Index Lifecycle

concept

An overview of the lifecycle of a Global Secondary Index, from creation and building to updates and scans.

In Couchbase Server 7.0 and later, a Global Secondary Index is created on a single collection — not on an entire bucket. (A collection may, of course, have multiple indexes.) By carefully planning the structure of your data, and storing documents of different types in separate collections, you can improve performance at every stage in the lifecycle of an index.

Index Creation

Index creation happens in 2 phases: the creation phase and the build phase. During the creation phase, the Index Service validates the user input, decides the host node for the index, and creates the index metadata on the host node. The build phase cannot start until the creation phase is complete.

When migrating data using XDCR, avoid creating any indexes before the migration to achieve higher throughput. You can create the indexes after the migration to assist with query performance. For more information, see Migration.

Index Building

During the build phase, the Index Service reads the documents from the Data Service and builds the index.

The projector requests a DCP stream on the specified collection.
DCP streams only the documents in the collection.
The projector evaluates each document and extracts the indexed fields.
The indexed fields are forwarded to the indexer.

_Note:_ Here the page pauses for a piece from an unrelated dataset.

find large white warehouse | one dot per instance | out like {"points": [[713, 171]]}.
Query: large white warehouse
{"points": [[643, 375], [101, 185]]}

Creating and building indexes can take a long time on keyspaces with lots of existing documents. When you create an index, you can choose to defer the build phase, and then build the deferred index later. This allows multiple indexes to be built at once rather than having to re-scan the entire keyspace for each index.

For more information and examples, see CREATE PRIMARY INDEX, CREATE INDEX, and BUILD INDEX.

Index Updates

When a Global Secondary Index has been created on a collection, the index is updated when documents within the collection are updated.

The projector keeps a bucket-level DCP stream open for updates — this limits the number of DCP connections.
When a document within the collection is updated, the projector utilizes the collection ID available with each mutation, and only evaluates the indexes defined for that collection.
The projector only sends updated indexed fields for the qualified indexes within the collection.

Indexes on unrelated collections have no additional processing or disk overhead.

For more information, see Database Change Protocol (DCP).

Index Scans

When a query needs to make use of a Global Secondary Index, the index is scanned.

If the index consistency is not_bounded, the scan proceeds without waiting for the index to be updated.
If the scan consistency is at_plus or request_plus, the scan coordinator waits for the index to be updated for that collection only, and then performs the scan.

The scan coordinator does not need to wait for indexes on other collections to be updated, even if documents in other collections are being mutated.

For more information, see Index Scans and Index Consistency.